Regarding the example you supplied, the normalizing constant does not matter for normal models where the mean parameter is hierarchical because the normalizing constant only depends on the variance.

You are correct regarding dropping the term for the normalizing constant–I should not have done that for clarity. What I mean is basically:
p(\beta | m, y) \propto k(\beta | m, y) and c(m, y) = \int k(\beta | m, y) d\beta and
p(m | y) = \pi(m)

Thus, the joint posterior is
p(\beta, m | y) = \frac{1}{c(m, y)} k(\beta | m, y) \pi(m)

Since the normalizing constant c(m, y) is unavailable, the only way I can think to sample from the joint posterior is to:

1. Sample m from \pi(m) directly
2. Sample \beta from p(\beta | m, y) via MCMC.

Thus, I would need to iterate between sampling m and getting a post burn-in sample of size 1 from the unnormalized conditional log posterior k(\beta | m, y).
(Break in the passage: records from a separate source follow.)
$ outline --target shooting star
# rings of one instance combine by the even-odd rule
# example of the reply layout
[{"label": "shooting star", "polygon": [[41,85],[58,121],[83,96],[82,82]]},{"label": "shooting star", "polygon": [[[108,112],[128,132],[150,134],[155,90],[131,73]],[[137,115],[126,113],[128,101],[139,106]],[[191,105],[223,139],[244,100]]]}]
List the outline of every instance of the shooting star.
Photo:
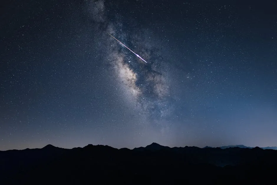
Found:
[{"label": "shooting star", "polygon": [[117,41],[118,41],[121,44],[122,44],[123,45],[123,46],[125,46],[125,47],[126,48],[127,48],[128,49],[128,50],[130,50],[130,51],[131,51],[134,54],[135,54],[135,55],[136,55],[136,56],[138,57],[139,58],[140,58],[141,59],[141,60],[143,60],[144,61],[144,62],[146,62],[146,63],[148,63],[147,62],[146,62],[146,61],[143,58],[141,58],[141,57],[140,57],[140,56],[139,55],[138,55],[136,53],[135,53],[133,51],[132,51],[132,50],[131,50],[131,49],[130,49],[129,48],[128,48],[128,47],[127,47],[127,46],[126,46],[126,45],[124,45],[124,44],[123,44],[122,43],[122,42],[120,42],[120,41],[119,41],[119,40],[118,40],[117,39],[116,39],[116,38],[115,38],[114,37],[113,37],[113,35],[111,35],[109,33],[108,33],[108,34],[109,35],[111,35],[111,36],[114,39],[115,39],[116,40],[117,40]]}]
At least, this is the only way I can think of to sample from the joint posterior when the normalizing constant is unknown.

I was wanting to essentially write a for loop like follows:

  for ( i in 1:M ) {
draw one sample from pi(m) directly;
draw one sample from p(beta | m, y) via Stan
}


but I was hoping to write the for loop either within Stan or C++ for speed purposes.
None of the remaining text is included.